La nation camerounaise traverse une période charnière où l’impunité ne peut plus être la règle. Aucun citoyen, quelle que soit sa position, ne saurait se considérer comme intouchable. Avant d’envisager un remaniement ou l’arrivée de nouveaux visages au sommet de l’État, un assainissement profond de la scène politique s’impose. Les attentes des populations sont désormais trop grandes pour se contenter de simples ajustements cosmétiques.
Une nation face à ses responsabilités historiques
La question fondamentale qui se pose aujourd’hui est de savoir si le pays doit se contenter d’un replâtrage superficiel, piloté par des réseaux d’influence souvent nuisibles, ou s’il est temps de bâtir des institutions solides. Le Cameroun a besoin de dirigeants animés par un patriotisme réel et une loyauté sans faille envers la République.

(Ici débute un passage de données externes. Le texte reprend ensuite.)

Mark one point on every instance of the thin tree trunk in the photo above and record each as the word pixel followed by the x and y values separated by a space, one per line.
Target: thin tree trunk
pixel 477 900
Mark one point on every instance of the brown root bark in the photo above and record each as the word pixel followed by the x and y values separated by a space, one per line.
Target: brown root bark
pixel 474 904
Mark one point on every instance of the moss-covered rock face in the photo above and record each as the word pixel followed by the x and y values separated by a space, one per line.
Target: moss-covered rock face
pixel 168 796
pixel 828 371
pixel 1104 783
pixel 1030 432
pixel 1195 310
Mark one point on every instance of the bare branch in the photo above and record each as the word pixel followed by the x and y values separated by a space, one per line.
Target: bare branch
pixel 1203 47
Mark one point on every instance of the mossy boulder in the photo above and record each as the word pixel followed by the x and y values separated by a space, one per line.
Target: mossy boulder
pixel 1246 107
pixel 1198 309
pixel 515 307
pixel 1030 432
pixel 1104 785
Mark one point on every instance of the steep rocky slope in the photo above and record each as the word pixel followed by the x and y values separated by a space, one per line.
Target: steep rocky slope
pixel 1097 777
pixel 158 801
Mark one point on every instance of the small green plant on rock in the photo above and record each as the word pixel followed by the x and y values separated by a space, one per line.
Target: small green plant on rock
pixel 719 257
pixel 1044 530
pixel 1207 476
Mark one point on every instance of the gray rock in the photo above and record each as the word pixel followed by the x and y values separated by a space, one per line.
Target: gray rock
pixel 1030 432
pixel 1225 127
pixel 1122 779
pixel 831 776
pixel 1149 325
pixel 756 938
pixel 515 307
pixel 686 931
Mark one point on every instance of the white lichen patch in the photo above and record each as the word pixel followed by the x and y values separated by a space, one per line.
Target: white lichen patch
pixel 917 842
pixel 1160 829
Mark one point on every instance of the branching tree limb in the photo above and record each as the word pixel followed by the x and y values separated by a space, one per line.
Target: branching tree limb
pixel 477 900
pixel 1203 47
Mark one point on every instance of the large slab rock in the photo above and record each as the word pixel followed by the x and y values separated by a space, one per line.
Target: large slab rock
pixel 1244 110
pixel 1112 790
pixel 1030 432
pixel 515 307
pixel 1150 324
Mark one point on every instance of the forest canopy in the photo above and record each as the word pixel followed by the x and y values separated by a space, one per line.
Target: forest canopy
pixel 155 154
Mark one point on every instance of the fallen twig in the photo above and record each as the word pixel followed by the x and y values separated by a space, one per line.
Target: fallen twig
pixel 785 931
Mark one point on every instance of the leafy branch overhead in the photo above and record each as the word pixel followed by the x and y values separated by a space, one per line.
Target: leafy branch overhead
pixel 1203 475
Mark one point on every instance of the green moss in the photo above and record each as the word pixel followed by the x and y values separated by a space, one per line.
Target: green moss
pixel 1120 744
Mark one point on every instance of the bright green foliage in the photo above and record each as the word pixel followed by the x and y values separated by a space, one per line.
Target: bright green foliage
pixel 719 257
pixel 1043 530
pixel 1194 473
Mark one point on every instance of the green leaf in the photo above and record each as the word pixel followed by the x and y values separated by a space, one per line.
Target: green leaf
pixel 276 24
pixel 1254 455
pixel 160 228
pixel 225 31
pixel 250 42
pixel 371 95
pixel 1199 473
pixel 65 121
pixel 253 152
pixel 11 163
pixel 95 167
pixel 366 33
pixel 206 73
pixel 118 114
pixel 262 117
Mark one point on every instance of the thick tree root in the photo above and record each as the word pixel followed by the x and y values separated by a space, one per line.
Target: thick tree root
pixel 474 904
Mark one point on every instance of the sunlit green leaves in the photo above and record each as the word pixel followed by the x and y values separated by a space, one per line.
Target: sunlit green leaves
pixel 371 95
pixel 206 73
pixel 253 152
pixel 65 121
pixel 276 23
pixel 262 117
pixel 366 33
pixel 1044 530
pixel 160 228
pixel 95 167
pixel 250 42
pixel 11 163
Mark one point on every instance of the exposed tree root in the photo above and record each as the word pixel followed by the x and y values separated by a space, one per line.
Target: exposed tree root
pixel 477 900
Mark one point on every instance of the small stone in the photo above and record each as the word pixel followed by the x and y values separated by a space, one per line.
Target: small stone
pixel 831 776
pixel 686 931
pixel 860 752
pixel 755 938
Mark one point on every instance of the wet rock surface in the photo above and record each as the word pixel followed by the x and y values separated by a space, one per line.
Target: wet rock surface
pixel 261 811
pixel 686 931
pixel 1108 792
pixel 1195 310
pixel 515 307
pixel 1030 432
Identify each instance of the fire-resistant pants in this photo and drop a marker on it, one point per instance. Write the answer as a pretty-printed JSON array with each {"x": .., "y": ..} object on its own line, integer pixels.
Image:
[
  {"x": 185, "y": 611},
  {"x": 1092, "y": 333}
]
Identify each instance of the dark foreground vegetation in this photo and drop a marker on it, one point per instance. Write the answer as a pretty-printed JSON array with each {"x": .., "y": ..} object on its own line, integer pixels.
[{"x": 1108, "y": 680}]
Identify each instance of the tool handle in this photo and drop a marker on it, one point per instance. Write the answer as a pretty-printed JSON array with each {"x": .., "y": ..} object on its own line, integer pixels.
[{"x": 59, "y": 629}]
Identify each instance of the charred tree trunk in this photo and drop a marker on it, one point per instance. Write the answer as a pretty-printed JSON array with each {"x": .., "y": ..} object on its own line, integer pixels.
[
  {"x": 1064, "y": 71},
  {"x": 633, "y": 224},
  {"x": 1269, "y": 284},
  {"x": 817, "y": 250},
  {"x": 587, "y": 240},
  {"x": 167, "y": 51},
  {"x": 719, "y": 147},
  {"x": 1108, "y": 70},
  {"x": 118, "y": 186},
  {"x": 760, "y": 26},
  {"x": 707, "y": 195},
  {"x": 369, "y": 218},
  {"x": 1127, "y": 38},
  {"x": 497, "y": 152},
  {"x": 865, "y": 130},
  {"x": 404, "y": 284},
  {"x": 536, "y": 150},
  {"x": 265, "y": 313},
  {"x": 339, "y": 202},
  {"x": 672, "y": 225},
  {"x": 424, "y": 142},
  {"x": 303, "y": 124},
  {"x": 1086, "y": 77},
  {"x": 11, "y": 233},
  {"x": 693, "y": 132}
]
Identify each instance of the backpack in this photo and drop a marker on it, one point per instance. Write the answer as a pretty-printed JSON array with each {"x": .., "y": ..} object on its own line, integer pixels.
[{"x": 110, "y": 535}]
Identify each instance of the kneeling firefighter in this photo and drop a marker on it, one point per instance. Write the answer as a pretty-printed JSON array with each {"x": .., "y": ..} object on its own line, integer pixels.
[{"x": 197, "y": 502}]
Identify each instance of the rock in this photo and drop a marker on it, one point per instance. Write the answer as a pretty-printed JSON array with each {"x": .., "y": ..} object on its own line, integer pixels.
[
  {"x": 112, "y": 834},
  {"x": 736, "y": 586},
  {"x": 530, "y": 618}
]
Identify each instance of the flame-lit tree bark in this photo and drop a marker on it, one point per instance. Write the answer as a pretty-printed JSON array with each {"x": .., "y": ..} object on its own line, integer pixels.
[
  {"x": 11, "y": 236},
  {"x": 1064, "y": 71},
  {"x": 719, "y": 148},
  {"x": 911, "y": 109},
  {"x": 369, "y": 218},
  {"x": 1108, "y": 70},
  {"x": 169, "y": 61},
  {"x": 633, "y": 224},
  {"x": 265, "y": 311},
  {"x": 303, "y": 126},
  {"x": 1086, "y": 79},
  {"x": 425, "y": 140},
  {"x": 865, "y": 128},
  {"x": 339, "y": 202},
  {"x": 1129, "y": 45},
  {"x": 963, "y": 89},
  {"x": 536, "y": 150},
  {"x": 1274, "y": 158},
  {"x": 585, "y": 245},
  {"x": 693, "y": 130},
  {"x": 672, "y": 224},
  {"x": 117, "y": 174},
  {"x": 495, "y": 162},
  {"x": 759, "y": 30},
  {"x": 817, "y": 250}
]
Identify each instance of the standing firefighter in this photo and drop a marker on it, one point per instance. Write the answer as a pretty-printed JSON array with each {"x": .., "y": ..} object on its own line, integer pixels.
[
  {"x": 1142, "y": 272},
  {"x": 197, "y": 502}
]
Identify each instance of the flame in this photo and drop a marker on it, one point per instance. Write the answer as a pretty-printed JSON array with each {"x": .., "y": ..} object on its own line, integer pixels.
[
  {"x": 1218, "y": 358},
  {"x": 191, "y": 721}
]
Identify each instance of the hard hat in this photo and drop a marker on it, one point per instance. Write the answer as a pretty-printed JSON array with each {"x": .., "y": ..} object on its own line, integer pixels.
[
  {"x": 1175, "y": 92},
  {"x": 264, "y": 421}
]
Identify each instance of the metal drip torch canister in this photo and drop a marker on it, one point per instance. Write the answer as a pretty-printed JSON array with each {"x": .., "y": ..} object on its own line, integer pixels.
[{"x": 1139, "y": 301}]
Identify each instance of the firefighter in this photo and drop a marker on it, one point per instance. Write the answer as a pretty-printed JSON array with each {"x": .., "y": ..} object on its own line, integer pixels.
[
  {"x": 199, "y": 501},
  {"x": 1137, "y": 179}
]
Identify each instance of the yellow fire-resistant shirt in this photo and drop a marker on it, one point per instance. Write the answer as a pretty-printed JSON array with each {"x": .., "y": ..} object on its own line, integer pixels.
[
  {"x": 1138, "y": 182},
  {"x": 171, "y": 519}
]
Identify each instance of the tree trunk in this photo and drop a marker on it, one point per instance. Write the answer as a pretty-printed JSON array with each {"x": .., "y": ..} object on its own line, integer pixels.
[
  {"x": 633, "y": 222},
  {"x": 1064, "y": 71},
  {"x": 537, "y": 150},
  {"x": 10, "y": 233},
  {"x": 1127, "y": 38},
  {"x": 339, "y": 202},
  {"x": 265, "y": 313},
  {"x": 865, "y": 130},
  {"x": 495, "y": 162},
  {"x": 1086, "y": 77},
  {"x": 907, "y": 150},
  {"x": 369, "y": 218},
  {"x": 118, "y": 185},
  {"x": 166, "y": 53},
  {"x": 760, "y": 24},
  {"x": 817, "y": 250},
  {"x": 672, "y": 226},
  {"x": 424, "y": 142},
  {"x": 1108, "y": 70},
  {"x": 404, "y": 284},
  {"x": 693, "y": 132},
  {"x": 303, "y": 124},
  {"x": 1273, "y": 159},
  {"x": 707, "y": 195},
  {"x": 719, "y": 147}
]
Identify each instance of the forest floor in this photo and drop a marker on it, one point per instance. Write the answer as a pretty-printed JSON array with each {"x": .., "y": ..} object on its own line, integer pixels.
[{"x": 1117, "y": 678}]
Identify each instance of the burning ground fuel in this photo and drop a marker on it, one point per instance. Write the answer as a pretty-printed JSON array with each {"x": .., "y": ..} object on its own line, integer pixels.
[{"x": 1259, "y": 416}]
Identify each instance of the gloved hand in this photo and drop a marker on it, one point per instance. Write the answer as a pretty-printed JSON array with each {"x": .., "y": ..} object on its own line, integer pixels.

Le président Paul Biya se trouve actuellement dans une posture délicate, peut-être la plus complexe de son long mandat. Bien que sa longévité au pouvoir suscite des interrogations, il ne peut porter seul le fardeau des dysfonctionnements nationaux. Au fil des décennies, il a fait preuve d’une patience remarquable face aux dérives et aux trahisons de collaborateurs proches, dont certains ont abusé de sa confiance pour servir des intérêts personnels.
La stratégie du temps et de la réflexion
Comprendre la situation actuelle nécessite une connaissance fine des élites camerounaises. Ce qui semble être de l’inaction est en réalité une stratégie basée sur la durée. Le temps permet de révéler les véritables intentions et d’identifier ceux qui sont aptes à servir l’intérêt général. L’ampleur des dérives, illustrée par des comportements irresponsables de certains responsables, souligne l’urgence d’un nettoyage méthodique des institutions.
Le chef de l’État doit naviguer prudemment dans ce climat tendu pour éviter de déstabiliser les fondements mêmes de la nation. Il n’y aura plus de place pour les réseaux toxiques ou les trafics d’influence. Dans cette vision, le village, la tribu ou les amitiés personnelles s’effacent devant l’éternité du Cameroun. La construction d’un destin national positif exige des sacrifices et une patience que beaucoup jugent inacceptables, mais qui sont essentiels pour la pérennité de l’État.